Easy fixes for closets and 7 tips to avert moths

June 30, 2015

Even the most organized closet will require a little maintenance every now and then. Follow the below tips and tricks for common closet issues and learn how to keep pesky moths at bay.

Easy fixes for closets and 7 tips to avert moths

My sliding closet doors shake

Clean and lubricate the tracks

  • Debris in the tracks can obstruct the rollers on the underside of your closet doors.
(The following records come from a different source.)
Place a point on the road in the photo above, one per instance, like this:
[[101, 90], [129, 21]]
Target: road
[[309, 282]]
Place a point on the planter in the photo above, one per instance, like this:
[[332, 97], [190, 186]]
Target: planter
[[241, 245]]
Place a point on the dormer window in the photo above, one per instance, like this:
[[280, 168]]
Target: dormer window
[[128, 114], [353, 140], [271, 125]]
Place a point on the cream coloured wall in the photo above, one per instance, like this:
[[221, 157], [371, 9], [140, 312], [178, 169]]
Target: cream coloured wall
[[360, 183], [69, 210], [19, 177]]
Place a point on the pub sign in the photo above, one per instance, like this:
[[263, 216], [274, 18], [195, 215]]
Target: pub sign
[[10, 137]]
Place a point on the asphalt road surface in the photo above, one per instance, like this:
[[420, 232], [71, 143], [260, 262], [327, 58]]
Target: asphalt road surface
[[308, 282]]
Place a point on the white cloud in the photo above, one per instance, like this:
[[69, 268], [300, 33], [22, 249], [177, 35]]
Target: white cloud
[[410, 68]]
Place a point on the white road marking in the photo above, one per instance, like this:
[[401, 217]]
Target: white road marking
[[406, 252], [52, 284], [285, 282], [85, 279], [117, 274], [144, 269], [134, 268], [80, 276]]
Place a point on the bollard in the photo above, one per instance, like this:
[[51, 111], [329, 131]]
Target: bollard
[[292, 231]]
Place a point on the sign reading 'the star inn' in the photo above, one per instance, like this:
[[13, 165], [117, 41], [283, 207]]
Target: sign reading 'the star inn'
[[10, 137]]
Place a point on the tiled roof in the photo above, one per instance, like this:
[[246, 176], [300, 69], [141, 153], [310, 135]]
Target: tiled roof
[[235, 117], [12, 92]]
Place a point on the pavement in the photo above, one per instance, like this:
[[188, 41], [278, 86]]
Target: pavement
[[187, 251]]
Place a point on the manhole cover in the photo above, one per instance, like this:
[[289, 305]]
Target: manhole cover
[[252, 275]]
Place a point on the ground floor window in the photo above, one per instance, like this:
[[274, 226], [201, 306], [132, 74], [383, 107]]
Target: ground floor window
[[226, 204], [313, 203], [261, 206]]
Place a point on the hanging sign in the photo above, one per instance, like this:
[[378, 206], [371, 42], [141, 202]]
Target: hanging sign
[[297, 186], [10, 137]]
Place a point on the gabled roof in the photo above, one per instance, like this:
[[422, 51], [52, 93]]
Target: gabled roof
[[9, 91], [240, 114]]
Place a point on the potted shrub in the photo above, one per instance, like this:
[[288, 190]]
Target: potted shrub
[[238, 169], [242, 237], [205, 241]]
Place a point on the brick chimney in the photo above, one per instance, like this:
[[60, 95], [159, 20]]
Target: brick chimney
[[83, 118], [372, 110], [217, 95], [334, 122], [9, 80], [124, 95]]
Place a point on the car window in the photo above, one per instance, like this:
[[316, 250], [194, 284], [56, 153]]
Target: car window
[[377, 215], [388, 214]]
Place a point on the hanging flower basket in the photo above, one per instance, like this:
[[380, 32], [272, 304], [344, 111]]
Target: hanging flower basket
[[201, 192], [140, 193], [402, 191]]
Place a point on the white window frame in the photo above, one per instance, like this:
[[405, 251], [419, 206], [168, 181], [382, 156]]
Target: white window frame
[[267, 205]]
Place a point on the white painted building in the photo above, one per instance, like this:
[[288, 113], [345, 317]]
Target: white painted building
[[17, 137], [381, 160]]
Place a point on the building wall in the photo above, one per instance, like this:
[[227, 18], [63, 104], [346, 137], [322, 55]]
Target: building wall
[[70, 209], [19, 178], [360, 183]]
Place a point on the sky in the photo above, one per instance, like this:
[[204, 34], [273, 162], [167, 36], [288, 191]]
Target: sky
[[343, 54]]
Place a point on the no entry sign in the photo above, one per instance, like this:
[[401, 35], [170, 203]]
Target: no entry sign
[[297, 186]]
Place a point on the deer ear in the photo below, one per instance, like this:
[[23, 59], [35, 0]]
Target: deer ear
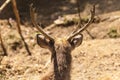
[[42, 41], [76, 41]]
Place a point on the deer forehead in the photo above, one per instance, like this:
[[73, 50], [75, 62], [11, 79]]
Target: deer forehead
[[61, 41]]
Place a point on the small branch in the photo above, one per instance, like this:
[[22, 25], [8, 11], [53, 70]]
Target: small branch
[[18, 25], [4, 4], [3, 46]]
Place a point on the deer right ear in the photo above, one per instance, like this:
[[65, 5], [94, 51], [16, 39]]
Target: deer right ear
[[42, 41]]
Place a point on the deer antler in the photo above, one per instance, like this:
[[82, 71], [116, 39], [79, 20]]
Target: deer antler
[[85, 26], [38, 27]]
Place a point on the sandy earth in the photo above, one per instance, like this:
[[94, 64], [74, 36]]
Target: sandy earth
[[95, 59]]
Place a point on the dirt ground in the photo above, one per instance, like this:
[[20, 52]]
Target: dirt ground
[[95, 59]]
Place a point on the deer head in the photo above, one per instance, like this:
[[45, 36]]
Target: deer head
[[61, 47]]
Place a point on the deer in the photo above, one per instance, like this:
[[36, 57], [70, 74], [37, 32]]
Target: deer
[[60, 48]]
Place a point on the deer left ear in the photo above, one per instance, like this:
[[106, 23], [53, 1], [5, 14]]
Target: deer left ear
[[76, 41]]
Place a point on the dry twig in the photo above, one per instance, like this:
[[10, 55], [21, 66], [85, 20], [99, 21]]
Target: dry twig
[[18, 25], [5, 4], [2, 45]]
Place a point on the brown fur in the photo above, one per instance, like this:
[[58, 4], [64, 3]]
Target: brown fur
[[61, 63]]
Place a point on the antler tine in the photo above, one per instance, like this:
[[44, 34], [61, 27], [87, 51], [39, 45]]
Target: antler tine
[[85, 26], [35, 24]]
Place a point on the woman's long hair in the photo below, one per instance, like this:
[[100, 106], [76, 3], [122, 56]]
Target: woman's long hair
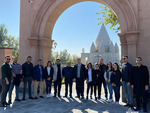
[[48, 63], [117, 66], [111, 68]]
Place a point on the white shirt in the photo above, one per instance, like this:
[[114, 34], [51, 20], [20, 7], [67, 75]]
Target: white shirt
[[48, 70], [90, 75]]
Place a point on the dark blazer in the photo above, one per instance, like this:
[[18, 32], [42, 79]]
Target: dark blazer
[[82, 71], [143, 74], [36, 73], [51, 73], [115, 77], [87, 76]]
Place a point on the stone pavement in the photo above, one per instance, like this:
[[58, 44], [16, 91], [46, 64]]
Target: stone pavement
[[64, 105]]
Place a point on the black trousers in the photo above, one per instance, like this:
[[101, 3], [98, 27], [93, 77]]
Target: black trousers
[[90, 86], [100, 87], [68, 81], [80, 87], [97, 85], [5, 89], [57, 85], [141, 94], [27, 80]]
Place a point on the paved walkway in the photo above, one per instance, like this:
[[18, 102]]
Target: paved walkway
[[64, 105]]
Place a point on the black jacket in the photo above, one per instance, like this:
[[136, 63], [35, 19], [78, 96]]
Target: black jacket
[[87, 76], [143, 74], [115, 77], [51, 73], [103, 69], [126, 72], [82, 71]]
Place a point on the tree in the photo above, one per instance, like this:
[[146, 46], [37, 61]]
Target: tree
[[11, 42], [64, 56], [3, 34], [108, 17]]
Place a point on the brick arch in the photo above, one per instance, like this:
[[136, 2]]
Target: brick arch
[[50, 11]]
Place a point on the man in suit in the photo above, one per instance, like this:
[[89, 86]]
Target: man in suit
[[102, 67], [67, 73], [57, 77], [140, 83], [79, 74]]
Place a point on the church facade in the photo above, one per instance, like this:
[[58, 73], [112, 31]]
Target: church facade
[[102, 48]]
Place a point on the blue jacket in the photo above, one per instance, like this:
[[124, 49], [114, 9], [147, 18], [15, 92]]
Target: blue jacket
[[127, 72], [67, 72], [36, 73]]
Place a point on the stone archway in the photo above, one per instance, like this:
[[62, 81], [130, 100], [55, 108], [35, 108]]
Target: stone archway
[[41, 18]]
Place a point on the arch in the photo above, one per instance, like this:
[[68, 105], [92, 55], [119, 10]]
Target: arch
[[50, 11]]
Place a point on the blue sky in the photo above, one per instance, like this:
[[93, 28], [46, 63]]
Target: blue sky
[[75, 29]]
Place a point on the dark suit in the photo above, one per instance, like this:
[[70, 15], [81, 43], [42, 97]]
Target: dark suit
[[49, 82], [67, 73], [79, 80], [90, 84], [140, 78], [103, 69]]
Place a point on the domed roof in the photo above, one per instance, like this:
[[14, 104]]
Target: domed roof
[[92, 48], [103, 35]]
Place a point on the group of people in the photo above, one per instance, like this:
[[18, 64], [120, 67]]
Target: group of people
[[135, 79]]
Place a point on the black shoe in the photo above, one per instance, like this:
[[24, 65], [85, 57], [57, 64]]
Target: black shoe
[[31, 98], [82, 97], [99, 98], [106, 98], [145, 111], [137, 109], [35, 98], [3, 105], [87, 97], [90, 97], [23, 99], [9, 102], [127, 105], [95, 98], [41, 97], [131, 106], [17, 100]]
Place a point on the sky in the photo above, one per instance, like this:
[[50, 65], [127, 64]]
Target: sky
[[75, 29]]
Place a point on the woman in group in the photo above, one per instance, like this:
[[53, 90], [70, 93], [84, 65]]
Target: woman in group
[[107, 76], [115, 81], [89, 79], [97, 80], [49, 71]]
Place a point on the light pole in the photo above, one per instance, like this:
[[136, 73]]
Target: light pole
[[53, 48]]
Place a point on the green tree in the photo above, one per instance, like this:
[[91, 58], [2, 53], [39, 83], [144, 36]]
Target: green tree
[[3, 34], [108, 17]]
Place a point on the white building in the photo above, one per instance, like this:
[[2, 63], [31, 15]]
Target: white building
[[102, 48]]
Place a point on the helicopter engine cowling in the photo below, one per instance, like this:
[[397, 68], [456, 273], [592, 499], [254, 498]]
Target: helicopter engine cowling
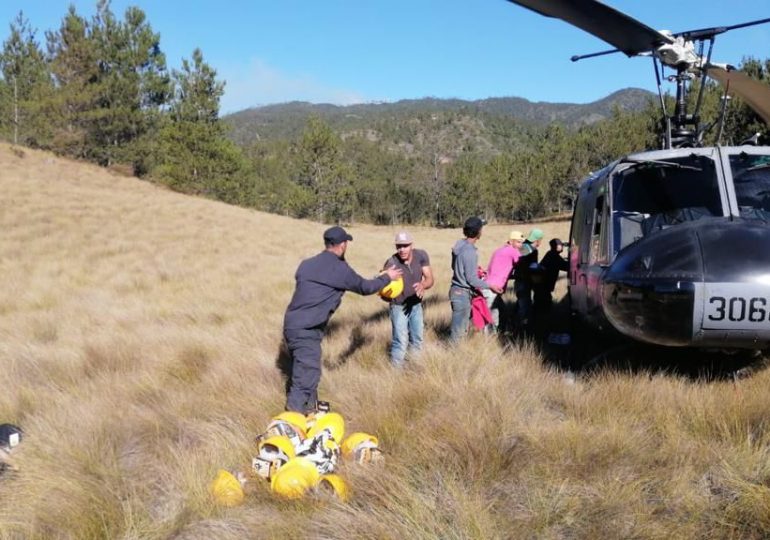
[[703, 283]]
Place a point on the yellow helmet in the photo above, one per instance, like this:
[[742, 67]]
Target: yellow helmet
[[392, 289], [331, 421], [295, 478], [334, 483], [275, 445], [226, 489], [350, 444]]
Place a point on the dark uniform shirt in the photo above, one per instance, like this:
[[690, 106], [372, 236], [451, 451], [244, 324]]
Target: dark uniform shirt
[[551, 264], [412, 275], [321, 282], [523, 270]]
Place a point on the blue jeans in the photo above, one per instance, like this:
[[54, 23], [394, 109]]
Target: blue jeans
[[407, 324], [494, 303], [460, 299]]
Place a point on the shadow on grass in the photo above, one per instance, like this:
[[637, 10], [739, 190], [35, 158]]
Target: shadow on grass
[[358, 337]]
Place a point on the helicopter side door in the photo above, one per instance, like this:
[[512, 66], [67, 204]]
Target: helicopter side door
[[589, 238]]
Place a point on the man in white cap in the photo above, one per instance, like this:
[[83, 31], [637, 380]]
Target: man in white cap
[[406, 316], [501, 265]]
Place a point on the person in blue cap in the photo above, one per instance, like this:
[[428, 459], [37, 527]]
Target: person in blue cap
[[321, 281]]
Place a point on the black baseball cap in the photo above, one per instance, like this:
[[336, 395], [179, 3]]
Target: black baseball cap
[[336, 235], [473, 226]]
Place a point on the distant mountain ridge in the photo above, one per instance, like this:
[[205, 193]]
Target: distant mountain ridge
[[287, 120]]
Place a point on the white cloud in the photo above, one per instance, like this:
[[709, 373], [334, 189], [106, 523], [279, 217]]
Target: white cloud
[[260, 84]]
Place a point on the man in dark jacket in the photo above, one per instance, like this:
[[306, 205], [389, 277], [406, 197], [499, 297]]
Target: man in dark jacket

Use a vacuum cleaner with a brush attachment to pick up any dirt or larger objects in the tracks, then spray a little WD-40 onto the tracks and rollers, and spread it evenly with a dry cloth.
  • Reattach any loose sections of track — these can often be clicked back into place or secured by tightening the retaining screws.
  • Straighten any bent or dented sections of track with a pair of pliers wrapped in insulating tape, to prevent scratching.

My drawers keep getting stuck

Don't overstuff your drawers

Old wooden chests of drawers can get sticky, especially if you tend to — as many do — overstuff them with clothes.

  • Start by bundling up unwanted clothes to give to your local second-hand store.
  • Make your drawers move more smoothly by rubbing candle wax or soap onto the runners in the frame and on the underside of the drawers.
  • If this doesn't help, remove the drawers and lightly sand the runners with fine-grade sandpaper.

The rail in my closet is sagging

Replace the rail

An overburdened closet rail will begin to sag over time, causing your clothes to bunch up in the middle. This will crease your clothes and make retrieving a particular garment from the crush a real struggle. The best remedy is to replace the rail, but the following fix provides an inexpensive solution.

  • Most closet rails are no more than hollow metal tubes. Take the rail out of the closet by undoing its retaining screws at both ends.
  • Buy a length of wooden dowel — the thickest that will fit within the rail — and cut it to the length of the rail. Insert the dowel into the rail and reinstall the strengthened assembly.

7 ways to keep moths at bay

The central heating that keeps our homes warm year round also makes them into perfect breeding grounds for clothes moths. Female moths — small, silvery brown insects — lay their eggs, which resemble rice grains, in dark, warm places and the larvae that emerge feed on natural fibres in your clothing and carpets.

  1. Switch off your heating as early in the year as possible and keep windows open whenever you can to allow air to circulate.
  2. Keep any second-hand clothes purchases in sealed plastic bags until you've had a chance to wash or dry clean them thoroughly.
  3. Shake out your clothing in the daylight once a month to dislodge larvae, which have a life cycle of three weeks. Beat rugs and soft furnishings in the daylight, too — brushing destroys eggs, and larvae will release their hold in daylight.
  4. Vacuum clothes and fabrics to remove eggs from the fibres; be sure to dispose of your vacuum bag afterwards. Vacuum carpets, under beds, and behind radiators regularly.
  5. Moths love dirty fabrics, so always wash your clothes thoroughly (ideally at a temperature of 40°C/100°F or more, which destroys the larvae) or take them to the dry cleaner before storing them; once clean, keep your prized items in sealed plastic storage bags.
  6. Try chemical repellant products. Mothballs will work, but only if used in a space where the fumes can build up to high concentrations — most will also transfer their strong smell to your clothes. Try more natural solutions, such as cedar. You can purchase blocks or shavings of this wood, or hangers made from cedar, from most department stores or online.
  7. If all else fails, call in professional pest controllers.